El olor acre del hierro candente y un vestigio de calor en el aire le dijeron que pasaban cerca de una fragua, cuyo fuego amainaba durante la noche. Y después, el olor a estiércol de caballo y, más adelante, de vaca les indicó que habían llegado.

Jacques empujó una de las hojas de la puerta, dejando a la vista un corredor amplio y sucio con varios compartimentos, en su mayoría vacíos: pocos animales sobrevivían a la matanza de San Miguel, el forraje nunca era suficiente para conservar el ganado a lo largo del invierno. Pero, al adentrarse por el pasillo, el farol iluminó el recio espacio trasero y la cola de las vacas que se habían conservado para obtener leche.

—¿Dónde está?

—Dijeron que estaba aquí. ¡Bertha! —gritó Jacques—. ¡Bertha!

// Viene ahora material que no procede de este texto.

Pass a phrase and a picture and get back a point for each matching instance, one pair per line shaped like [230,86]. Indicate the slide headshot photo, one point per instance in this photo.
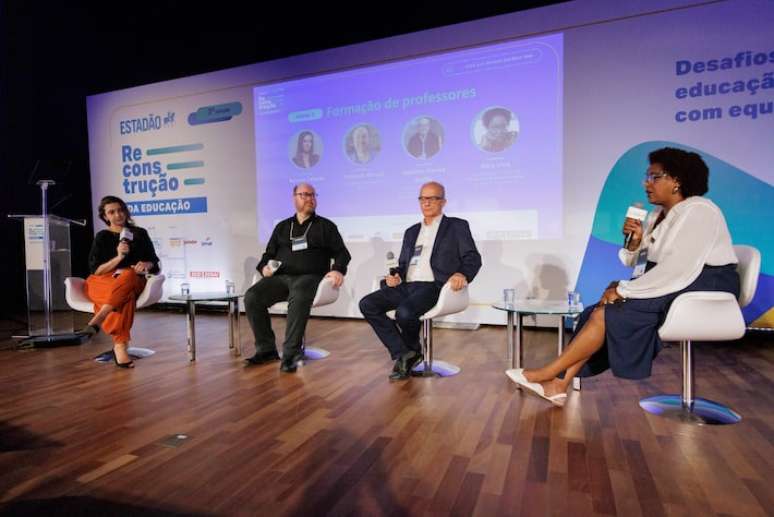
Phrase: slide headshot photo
[305,149]
[423,137]
[362,143]
[495,129]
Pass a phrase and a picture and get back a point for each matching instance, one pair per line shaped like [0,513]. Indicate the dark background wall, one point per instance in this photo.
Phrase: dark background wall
[54,55]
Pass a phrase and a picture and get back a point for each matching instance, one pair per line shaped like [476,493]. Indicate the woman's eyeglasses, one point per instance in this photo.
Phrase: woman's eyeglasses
[652,177]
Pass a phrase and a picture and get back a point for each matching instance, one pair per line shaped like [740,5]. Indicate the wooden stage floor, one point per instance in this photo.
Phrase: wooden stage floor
[337,438]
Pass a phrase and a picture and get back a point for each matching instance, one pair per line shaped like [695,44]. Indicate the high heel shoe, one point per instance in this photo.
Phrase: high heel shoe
[129,364]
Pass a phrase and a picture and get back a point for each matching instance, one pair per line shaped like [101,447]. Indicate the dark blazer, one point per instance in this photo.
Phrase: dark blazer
[454,250]
[432,145]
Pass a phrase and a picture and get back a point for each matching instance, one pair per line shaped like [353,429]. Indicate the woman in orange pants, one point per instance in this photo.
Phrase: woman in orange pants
[119,258]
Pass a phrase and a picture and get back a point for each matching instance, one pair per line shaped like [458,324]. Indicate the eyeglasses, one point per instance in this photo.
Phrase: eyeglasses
[652,177]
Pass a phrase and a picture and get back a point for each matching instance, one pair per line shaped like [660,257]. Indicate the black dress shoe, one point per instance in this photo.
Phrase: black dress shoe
[403,366]
[262,358]
[290,364]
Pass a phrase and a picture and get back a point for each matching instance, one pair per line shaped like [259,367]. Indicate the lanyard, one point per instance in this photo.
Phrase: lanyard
[304,235]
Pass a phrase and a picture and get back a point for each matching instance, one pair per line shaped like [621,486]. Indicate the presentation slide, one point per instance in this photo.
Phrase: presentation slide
[486,122]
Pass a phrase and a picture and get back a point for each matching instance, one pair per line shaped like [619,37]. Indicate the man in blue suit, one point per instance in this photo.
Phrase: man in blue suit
[437,250]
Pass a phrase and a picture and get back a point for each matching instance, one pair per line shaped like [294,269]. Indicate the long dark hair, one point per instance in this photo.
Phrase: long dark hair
[686,167]
[113,199]
[300,143]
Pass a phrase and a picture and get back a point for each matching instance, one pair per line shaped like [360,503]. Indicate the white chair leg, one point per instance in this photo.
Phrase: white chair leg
[685,407]
[429,367]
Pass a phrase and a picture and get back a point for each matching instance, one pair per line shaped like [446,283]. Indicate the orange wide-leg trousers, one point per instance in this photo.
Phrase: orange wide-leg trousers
[121,292]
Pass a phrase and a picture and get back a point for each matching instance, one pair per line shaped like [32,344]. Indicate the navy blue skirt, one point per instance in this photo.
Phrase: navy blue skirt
[631,327]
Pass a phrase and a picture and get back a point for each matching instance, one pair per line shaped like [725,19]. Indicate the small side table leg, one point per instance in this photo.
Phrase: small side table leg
[509,329]
[234,339]
[518,355]
[560,346]
[575,380]
[191,330]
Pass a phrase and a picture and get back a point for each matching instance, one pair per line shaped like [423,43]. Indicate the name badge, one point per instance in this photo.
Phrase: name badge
[299,243]
[642,262]
[415,258]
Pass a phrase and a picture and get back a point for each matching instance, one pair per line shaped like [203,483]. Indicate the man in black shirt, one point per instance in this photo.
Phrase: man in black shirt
[304,246]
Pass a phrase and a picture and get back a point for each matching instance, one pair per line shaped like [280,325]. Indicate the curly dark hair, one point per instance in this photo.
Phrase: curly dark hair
[686,167]
[113,199]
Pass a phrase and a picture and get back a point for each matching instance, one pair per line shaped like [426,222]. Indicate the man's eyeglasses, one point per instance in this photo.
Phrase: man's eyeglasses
[652,177]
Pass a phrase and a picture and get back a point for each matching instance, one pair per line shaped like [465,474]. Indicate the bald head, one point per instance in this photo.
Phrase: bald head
[306,187]
[435,185]
[432,199]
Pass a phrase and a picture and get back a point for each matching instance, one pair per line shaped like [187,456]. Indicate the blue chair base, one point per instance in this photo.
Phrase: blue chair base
[701,412]
[439,369]
[313,353]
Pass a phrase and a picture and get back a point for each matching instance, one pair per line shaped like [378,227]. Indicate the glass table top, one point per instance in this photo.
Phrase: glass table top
[211,296]
[539,307]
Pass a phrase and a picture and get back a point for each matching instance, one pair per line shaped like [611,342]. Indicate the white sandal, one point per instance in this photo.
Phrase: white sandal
[517,375]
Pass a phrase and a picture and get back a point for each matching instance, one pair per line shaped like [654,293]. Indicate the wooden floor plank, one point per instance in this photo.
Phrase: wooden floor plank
[338,438]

En la oscuridad, desde el extremo más lejano del establo, llegó un chillido y el rumor de la paja, como si un ratón gigantesco entrara en una cueva.

Jacques avanzó por el corredor con el farol e iluminó el último compartimiento. Luego lo colgó del gancho de una lámpara.

—Creo que está aquí, señora —anunció, y retrocedió para que Adelia pudiera revisar el interior.

Contra la pared trasera del compartimento se veía un gran montón de heno. Adelia fue hacia allí.

—¿Bertha? No os haré daño. Por favor, quiero hablar con vos.

Fue necesario que repitiera varias veces esas palabras. Por fin algo surgió del montón de heno y fue posible distinguir una cabeza. A la luz del farol que caía sobre ella, Adelia pensó que se trataba de un cerdo. Luego comprendió que pertenecía a una chica con la nariz tan respingona que solo se veían las fosas nasales, por lo cual parecía más bien un hocico. Unos ojos pequeños, casi desprovistos de pestañas, se fijaron en el rostro de Adelia. La boca ancha se movió y emitió un sonido agudo.

—Non cúlpame —pareció decir—. Non cúlpame.

—¿Es francesa? —preguntó Adelia a Jacques.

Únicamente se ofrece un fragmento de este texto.